Intel isn't saying 'no' or 'yes' to Vista completely

There may not ever be a planned, collective migration of Intel's company clients to Windows Vista. But as Intel told BetaNews today, there doesn't have to be, since IT can make upgrade decisions on a case-by-case basis.

In response this afternoon to an enthusiast news site report last Monday that re-ignited an old rumor that Intel had decided it would be corporate policy not to deploy Windows Vista on its internal company network-linked systems, and that it might even consider a wholesale move to Linux, an Intel spokesperson gave BetaNews a more practical explanation. Rather than move everybody in its various departments from Windows XP or Windows 2000 to Vista in a massive exodus, the company reiterated what it has told us before: It deploys different versions of Windows based on specific user needs.

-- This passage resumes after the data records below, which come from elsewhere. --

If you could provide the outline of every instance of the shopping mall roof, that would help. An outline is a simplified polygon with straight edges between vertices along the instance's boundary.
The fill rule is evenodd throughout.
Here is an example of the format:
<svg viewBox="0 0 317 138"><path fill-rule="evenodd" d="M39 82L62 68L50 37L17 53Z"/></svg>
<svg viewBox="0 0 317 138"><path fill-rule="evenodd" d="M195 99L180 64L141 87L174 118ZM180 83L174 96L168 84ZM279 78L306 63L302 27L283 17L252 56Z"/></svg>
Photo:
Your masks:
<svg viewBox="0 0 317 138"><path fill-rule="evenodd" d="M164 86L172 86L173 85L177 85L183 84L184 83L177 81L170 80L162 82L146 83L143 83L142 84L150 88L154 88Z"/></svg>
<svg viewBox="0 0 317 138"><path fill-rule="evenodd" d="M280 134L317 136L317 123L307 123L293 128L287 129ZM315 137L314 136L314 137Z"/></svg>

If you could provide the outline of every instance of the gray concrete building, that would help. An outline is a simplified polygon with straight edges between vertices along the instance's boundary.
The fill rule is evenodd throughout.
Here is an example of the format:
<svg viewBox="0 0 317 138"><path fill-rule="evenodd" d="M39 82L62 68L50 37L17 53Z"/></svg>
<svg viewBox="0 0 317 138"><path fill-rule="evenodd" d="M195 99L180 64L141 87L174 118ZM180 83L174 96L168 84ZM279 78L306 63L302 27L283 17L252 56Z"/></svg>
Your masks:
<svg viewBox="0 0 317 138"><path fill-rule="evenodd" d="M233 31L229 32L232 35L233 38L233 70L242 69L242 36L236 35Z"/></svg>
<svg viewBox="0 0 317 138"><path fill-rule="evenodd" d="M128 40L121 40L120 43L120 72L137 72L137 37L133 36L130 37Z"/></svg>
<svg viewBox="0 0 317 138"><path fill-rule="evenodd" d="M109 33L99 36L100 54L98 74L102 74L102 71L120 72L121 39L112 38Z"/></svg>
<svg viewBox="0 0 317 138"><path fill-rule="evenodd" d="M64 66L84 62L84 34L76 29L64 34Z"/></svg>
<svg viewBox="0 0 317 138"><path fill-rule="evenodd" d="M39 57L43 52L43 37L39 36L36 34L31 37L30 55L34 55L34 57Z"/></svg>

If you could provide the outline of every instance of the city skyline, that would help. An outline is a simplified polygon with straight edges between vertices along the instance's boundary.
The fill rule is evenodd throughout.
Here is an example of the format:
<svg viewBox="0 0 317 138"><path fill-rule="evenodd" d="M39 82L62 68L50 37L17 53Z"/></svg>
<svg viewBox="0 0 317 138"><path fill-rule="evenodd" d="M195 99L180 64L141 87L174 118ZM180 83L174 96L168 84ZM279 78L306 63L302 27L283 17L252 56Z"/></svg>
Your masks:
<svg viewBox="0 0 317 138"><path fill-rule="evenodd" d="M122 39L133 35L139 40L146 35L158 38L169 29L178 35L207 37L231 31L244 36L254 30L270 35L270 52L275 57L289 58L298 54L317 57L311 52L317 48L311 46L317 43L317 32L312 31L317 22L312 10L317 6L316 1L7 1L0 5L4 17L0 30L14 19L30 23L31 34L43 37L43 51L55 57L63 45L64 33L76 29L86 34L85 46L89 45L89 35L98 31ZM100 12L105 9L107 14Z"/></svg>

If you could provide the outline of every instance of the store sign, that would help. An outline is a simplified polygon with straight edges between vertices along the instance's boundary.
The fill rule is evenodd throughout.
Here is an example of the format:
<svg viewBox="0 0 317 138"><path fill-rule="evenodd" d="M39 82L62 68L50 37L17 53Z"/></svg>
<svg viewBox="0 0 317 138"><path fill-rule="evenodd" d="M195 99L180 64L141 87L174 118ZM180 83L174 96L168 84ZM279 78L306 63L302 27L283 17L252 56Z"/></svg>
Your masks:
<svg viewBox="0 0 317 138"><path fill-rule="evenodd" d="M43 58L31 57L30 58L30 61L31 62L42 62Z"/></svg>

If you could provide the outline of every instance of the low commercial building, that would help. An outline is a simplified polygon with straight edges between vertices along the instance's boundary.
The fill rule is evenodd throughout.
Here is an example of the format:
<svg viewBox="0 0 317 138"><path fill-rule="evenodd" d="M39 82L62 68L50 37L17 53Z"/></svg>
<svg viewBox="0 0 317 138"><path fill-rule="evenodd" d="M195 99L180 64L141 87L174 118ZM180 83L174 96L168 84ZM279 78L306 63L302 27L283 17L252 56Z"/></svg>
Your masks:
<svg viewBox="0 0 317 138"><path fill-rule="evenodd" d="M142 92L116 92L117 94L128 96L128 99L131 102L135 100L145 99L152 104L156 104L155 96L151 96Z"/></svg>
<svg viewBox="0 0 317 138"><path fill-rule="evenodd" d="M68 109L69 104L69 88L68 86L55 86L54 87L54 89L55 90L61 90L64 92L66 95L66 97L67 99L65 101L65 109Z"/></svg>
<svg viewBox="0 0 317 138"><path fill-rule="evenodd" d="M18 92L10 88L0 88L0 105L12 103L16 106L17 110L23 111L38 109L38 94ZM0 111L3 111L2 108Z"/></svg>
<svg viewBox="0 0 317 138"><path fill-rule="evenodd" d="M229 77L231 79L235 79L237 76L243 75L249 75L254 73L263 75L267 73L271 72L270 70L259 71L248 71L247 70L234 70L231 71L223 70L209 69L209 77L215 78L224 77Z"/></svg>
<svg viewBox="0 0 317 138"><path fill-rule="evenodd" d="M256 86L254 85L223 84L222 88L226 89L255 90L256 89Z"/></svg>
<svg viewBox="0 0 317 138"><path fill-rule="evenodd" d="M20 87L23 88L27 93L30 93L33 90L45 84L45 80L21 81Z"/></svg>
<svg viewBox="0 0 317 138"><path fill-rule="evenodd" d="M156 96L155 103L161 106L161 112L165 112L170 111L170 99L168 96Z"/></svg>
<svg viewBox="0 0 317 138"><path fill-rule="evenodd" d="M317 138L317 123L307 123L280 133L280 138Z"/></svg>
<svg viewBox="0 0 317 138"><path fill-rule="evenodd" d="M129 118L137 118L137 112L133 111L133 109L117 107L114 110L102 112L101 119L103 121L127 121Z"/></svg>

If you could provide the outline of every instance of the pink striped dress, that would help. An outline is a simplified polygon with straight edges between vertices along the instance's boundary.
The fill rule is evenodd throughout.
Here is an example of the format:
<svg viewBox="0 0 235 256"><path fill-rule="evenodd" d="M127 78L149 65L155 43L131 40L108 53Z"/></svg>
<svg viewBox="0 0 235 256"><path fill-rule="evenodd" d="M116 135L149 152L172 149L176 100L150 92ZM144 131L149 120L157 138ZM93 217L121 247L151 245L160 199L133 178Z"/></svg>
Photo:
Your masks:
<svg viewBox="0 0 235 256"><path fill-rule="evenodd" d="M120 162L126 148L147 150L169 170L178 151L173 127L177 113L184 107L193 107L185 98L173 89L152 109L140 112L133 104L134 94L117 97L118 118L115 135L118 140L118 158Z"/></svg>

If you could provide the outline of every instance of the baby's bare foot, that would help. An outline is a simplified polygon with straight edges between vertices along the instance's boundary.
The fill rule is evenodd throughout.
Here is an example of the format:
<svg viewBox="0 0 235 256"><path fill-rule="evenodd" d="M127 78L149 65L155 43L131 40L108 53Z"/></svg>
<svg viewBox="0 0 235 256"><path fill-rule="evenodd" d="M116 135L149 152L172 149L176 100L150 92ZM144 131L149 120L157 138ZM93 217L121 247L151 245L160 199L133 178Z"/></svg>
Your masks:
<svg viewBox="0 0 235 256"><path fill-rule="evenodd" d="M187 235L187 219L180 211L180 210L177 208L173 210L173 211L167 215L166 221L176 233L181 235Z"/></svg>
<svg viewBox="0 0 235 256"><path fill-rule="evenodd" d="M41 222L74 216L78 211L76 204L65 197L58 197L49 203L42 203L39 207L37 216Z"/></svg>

"Windows is, and will be, by far the dominant OS for the bulk of Intel's 80,000+ employees," Intel corporate communications manager Bill Calder told BetaNews. "We are testing and deploying Windows Vista in certain departments. Intel IT is constantly refreshing employee desktops and laptops and there are a number of factors considered before choosing the type of software for the computer."

So there are Windows XP users throughout Intel, and it would appear there will continue to be Windows XP users, based on thorough assessments and probably based on employee preference. But Windows Server 2008 does enable departments to make this choice; it does not perceive Vista as a "necessary upgrade" for XP, and besides Microsoft's ongoing marketing efforts, there is nothing technologically that forces clients to use Vista for fundamental Windows services.

That said, some employees are probably, justifiably questioning the need to move to Vista, and may consider themselves quite comfortable with their current systems. In that light, it would seem unreasonable to consider a mass transition to a new client or server operating system -- easily an investment of tens of millions, at the very least, for a company of Intel's size and IT stature.